All datasets can be obtained from Github
These datasets are created by DISCERN project's members on the SPHERE research infrastructure. They are contained in the synthetic folder.
- legitimate folder contains several legitimate use cases:
- dnsmitm - DNS MITM attack reproduction in an experiment - allowed use case for a security testbed
- synflood - TCP SYN flood attack reproduction in an experiment - allowed use case for a security testbed
- llm - Running an LLM in generative mode, e.g., as a security-focused chatbot
- svm - Running an ML model (SVM) on a classification task, e.g., to classify legitimate from attack traffic
- malicious folder contains several malicious use cases:
- cryptominer - a user is using cryptomining software on an experimental node
- internetscanner - an experimental node starts scanning many Internet hosts
- portscanner - an experimental node stats scanning the testbed on a specific port
- ransomware - an experimental node is encrypted by ransomware
- spread - an experimental node starts sends email to the outside (e.g., for purposes of spam, phishing or malware spread)

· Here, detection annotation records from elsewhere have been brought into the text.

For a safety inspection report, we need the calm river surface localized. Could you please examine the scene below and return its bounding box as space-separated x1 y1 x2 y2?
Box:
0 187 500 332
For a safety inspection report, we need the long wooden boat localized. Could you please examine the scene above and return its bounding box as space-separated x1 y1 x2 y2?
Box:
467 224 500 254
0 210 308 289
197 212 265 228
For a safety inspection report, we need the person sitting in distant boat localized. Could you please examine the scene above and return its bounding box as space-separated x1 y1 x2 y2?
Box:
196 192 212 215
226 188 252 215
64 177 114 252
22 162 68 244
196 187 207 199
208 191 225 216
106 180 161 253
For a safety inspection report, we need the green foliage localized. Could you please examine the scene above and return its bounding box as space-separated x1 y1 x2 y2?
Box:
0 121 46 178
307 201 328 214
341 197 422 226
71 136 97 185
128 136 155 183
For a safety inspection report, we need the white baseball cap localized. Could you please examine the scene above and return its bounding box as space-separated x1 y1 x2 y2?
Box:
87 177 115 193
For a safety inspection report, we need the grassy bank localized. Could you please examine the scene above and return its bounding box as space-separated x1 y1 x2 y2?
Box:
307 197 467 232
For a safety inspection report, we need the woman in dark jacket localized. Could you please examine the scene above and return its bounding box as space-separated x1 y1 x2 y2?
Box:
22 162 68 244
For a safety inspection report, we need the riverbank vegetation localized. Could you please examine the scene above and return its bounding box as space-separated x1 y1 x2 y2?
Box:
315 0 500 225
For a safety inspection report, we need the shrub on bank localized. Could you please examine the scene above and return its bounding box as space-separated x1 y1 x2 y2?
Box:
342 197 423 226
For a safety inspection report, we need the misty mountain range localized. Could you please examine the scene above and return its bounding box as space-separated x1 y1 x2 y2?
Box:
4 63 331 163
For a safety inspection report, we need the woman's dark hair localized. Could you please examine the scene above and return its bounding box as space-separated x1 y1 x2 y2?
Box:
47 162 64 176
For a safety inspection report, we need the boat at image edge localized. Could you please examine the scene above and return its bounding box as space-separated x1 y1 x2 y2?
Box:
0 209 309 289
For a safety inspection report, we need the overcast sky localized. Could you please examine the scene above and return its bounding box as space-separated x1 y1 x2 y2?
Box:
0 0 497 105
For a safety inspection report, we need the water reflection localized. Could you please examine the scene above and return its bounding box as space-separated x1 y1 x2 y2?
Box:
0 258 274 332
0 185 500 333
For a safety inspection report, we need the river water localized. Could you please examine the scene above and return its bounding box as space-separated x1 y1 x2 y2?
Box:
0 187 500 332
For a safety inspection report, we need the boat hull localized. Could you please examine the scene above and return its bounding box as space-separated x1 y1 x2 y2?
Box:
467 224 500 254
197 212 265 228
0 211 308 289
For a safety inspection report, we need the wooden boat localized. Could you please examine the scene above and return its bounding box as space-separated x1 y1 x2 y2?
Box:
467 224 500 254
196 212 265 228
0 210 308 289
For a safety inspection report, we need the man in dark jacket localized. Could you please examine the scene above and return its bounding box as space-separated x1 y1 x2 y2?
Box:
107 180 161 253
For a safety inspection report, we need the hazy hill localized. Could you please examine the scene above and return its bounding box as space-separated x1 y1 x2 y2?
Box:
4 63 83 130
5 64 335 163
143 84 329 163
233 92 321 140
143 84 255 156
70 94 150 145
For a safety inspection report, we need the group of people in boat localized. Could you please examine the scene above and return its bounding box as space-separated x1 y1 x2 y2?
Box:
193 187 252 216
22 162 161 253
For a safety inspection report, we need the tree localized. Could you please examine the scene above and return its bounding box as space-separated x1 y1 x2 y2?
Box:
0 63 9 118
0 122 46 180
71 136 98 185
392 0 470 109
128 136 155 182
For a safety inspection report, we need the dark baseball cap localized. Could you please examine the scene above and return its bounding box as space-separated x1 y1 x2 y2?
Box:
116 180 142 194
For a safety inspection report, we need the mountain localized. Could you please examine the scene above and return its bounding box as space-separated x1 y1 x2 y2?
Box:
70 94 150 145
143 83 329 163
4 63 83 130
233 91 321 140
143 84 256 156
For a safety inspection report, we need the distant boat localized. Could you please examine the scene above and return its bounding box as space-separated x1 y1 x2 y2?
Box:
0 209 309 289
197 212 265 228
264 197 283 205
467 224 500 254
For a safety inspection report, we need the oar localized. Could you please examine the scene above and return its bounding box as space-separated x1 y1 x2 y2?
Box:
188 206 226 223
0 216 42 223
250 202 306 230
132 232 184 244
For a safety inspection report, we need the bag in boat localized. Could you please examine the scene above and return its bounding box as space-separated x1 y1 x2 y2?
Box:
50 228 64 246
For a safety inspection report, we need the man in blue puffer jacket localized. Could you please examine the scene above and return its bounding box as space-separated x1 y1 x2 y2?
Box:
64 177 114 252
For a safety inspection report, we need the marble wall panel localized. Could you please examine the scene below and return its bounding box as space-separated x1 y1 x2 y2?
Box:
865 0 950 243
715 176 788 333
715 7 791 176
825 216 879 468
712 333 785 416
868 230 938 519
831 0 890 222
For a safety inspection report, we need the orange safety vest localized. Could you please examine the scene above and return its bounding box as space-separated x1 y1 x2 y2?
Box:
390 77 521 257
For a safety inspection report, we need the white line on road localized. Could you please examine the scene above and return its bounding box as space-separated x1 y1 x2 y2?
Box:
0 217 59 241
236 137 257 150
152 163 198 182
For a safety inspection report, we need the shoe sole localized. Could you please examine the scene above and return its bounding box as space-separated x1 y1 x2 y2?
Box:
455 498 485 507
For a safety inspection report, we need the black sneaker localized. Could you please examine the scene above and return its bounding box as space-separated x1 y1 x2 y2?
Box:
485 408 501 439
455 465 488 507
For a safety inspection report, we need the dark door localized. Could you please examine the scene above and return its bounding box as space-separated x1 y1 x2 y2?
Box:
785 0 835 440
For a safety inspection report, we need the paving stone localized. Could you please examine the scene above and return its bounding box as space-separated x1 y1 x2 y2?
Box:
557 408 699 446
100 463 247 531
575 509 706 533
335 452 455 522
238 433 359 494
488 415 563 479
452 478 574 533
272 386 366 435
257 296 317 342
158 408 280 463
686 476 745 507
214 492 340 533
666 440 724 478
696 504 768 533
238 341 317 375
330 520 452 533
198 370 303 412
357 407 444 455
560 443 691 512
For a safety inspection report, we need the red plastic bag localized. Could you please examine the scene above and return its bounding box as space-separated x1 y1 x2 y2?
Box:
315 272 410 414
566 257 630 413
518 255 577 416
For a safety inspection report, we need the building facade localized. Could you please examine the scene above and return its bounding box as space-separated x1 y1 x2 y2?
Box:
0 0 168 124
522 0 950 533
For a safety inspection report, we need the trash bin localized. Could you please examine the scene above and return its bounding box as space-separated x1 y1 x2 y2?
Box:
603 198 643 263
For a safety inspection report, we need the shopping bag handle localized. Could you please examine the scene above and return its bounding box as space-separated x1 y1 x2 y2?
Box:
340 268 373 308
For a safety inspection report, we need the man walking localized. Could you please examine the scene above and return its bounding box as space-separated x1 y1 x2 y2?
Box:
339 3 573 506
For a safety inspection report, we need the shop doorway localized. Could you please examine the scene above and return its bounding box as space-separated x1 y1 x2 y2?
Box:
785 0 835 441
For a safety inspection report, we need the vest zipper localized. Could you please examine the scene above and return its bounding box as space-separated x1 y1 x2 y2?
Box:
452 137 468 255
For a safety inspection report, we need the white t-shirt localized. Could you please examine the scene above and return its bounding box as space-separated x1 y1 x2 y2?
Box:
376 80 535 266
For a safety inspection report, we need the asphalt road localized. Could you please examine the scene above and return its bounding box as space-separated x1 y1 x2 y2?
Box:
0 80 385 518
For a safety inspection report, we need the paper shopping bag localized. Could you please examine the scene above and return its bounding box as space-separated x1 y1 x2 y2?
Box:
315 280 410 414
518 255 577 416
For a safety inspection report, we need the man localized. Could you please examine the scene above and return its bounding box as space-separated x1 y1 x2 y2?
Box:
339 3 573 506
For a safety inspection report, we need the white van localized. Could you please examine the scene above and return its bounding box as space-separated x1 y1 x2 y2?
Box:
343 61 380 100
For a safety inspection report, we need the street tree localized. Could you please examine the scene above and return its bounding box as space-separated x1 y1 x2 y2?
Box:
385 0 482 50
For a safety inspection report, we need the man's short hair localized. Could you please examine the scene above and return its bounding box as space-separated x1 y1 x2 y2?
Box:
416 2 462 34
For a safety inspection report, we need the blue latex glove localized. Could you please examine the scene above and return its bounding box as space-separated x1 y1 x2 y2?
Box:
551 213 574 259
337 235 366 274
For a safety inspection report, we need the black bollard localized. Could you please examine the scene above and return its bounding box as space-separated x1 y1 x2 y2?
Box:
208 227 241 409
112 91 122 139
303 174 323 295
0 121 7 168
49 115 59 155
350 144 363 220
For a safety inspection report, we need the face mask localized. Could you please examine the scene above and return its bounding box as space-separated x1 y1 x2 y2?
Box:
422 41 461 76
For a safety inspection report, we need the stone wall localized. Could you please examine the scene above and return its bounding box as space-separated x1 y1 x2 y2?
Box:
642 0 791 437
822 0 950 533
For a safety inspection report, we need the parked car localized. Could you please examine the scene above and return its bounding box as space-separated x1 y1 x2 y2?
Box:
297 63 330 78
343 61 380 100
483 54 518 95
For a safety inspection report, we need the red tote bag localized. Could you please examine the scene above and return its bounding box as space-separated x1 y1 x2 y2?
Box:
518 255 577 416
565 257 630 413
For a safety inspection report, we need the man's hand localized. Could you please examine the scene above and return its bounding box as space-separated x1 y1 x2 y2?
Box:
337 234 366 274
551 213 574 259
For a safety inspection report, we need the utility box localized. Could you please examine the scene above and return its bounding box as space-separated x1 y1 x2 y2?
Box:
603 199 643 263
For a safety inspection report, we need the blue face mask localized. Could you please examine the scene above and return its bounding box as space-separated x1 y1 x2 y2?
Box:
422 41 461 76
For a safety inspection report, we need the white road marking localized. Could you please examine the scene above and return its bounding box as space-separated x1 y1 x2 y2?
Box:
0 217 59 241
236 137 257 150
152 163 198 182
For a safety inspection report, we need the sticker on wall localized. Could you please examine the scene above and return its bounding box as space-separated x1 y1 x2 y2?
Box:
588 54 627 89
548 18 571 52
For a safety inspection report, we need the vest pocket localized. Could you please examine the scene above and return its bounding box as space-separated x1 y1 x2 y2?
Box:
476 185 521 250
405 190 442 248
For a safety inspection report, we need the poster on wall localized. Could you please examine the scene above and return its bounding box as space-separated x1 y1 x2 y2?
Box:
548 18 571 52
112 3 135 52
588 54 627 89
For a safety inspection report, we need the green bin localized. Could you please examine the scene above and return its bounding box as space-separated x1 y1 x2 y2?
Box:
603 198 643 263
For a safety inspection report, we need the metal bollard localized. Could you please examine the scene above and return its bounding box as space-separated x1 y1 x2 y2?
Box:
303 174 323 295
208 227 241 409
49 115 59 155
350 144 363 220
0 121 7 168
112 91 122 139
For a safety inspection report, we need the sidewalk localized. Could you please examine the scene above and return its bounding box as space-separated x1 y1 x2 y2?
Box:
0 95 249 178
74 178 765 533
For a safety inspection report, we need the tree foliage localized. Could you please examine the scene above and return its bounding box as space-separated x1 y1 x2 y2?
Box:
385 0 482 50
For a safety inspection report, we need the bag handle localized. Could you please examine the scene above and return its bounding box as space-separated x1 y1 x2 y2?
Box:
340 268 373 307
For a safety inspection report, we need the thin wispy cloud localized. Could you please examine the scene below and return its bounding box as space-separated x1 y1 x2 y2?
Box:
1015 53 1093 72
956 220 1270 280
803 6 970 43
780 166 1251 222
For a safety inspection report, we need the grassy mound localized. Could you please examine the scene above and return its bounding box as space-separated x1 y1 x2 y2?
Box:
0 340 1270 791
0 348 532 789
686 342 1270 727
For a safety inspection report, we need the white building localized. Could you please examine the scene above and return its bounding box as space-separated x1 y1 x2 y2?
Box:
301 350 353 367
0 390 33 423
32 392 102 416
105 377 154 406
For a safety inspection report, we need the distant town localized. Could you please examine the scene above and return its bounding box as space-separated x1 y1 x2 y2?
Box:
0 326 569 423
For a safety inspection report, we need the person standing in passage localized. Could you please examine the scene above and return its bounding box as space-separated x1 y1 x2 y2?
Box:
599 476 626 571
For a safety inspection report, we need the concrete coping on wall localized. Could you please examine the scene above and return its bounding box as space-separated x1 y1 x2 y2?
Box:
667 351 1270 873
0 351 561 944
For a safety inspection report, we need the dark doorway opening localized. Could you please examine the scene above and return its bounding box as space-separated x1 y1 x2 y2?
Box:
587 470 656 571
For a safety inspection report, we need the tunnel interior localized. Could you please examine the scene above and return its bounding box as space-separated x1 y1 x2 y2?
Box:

- exfiltrate - attacker exfiltrates a file from an experimental node
- merged folder contains interleaved/merged data from legitimate and malicious use cases
All malicious use cases were created in a safe manner. The experiments were fully contained on the testbed. We used BYOB software to replicate a scenario where there is a botmaster outside the testbed controlling one or more experimental nodes within the testbed. In cases where an experimental node should try to exfiltrate the data or scan the Internet, the traffic was re-directed to a node within the testbed. In the case of email spread, the traffic contained a single email sent to an account we own on GMail.